Павлов с уважением глянул на Букаева, коротко и спокойно объяснившего поведение летчика. Да, чтобы все это знать, мало того осоавиахимовского кружка, в котором в свое время занимался Павлов. Надо самому не один десяток раз, подобно Букаеву, побывать под огнем да и в переплетах покрепче… Это ж он, Букаев, участвовавший в сталинградских боях, на вопрос, за что ему дали Красную Звезду, отвечал немногословно, коротко: было дело… за спасение командира!.. И все! А что за этими тремя словами — подумать только! Эх, имел бы право он, Павлов, сказать такое!..
Лейтенант, волнуясь, смотрел, все ли бойцы поднялись. Кто-то неразличимый на снегу продолжал лежать поодаль меж сухими бодыльями, и вещевой мешок горбом выпирал на его спине. К лежавшему подбежали Зимин и медсестра. Это был Чертенков.
— Что, ранен? — встревоженно спросил старшина, видя, что Чертенков и не поднимается и вместе с тем недоумевающе таращит глаза.
— Вроде того… в спину что-то ударило…
— Где? Больно?
— Да не так, чтобы…
Медсестра торопливо снимала санитарную сумку. Ремень сумки зацепился за воротник, на лице вспыхнул румянец волнения. «Быстрей же, быстрей!»
Зимин наклонился, заметил на вещевом мешке крохотную дырочку с опаленными краями, приподнял мешок, посмотрел на обратную сторону. Там дырочки не было.
— Ну, вставай, нечего разлеживаться. Твой вещевой мешок на девять граммов в весе прибавился, только и всего.
— Фу ты, черт, — приподнялся Чертенков. — А я уж другое подумал… А в вещевой мешок по мне хоть бы и три пуда еще вложи.
Рота зашагала дальше. В колонне пересмеивались по поводу происшедшего.
— Не хочет нас на фронт пустить, пропуск потребовал.
— Он теперь всюду шныряет, высматривает, где да что, не собираются ли и здесь по морде дать, как под Сталинградом.
— Да уж и люди и техника двинуты сюда неспроста.
Дорога обогнула большое озеро и, обходя луг, вильнула влево, пошла по другой стороне озера. Здесь, на пологом берегу, вросшие в лед, стояли кряжистые, с изборожденной глубокими трещинами корой вязы-ильмы, из тех, что растут преимущественно на юге страны.

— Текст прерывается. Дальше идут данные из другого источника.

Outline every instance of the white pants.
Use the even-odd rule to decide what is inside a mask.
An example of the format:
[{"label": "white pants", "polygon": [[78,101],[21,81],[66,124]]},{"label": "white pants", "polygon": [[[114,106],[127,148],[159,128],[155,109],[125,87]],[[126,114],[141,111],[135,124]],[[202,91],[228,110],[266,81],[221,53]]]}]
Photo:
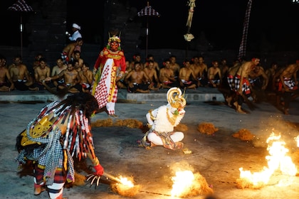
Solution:
[{"label": "white pants", "polygon": [[[174,132],[171,136],[170,138],[174,142],[181,141],[184,139],[184,134],[181,131],[176,131]],[[163,141],[161,138],[157,136],[155,133],[151,132],[149,133],[147,135],[147,139],[152,142],[155,145],[161,145],[163,146]]]}]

— Ну и велики же советские земли, — сказал Зимин, шедший во главе колонны. — Вот уже полтора года шагаю, не одну пару сапог истоптал, а все вокруг новое, все новые места. Уж никак не скажешь, что, мол, одно и то же, что примелькалось.
— Что велики, то велики, — восхищенно согласился Чертенков, и словно бы перед ним легли шесть тысяч километров, которые привели его сюда из Улан-Удэ.
До призыва в армию Чертенков работал на станции Улан-Удэ вначале носильщиком, затем перронным контролером. Станция была крупной, шумной. Она находилась на главной сибирской магистрали. Важную роль играла и ветка из Улан-Удэ на Наушки, откуда открывалась дорога на Улан-Батор, в столицу Монгольской Народной Республики. Число грузов, перевозимых по этой ветке, все возрастало, и станция должна была расширяться. Но Чертенков, выросший к двадцати четырем годам в атлета, был недоволен своей работой. Служить перронным контролером казалось детской забавой, обратно же в носильщики не хотелось. Все чаще стал поговаривать с женой о возвращении в колхоз, в родной аймак, где жили отец и мать. Но этому возвращению помешала война.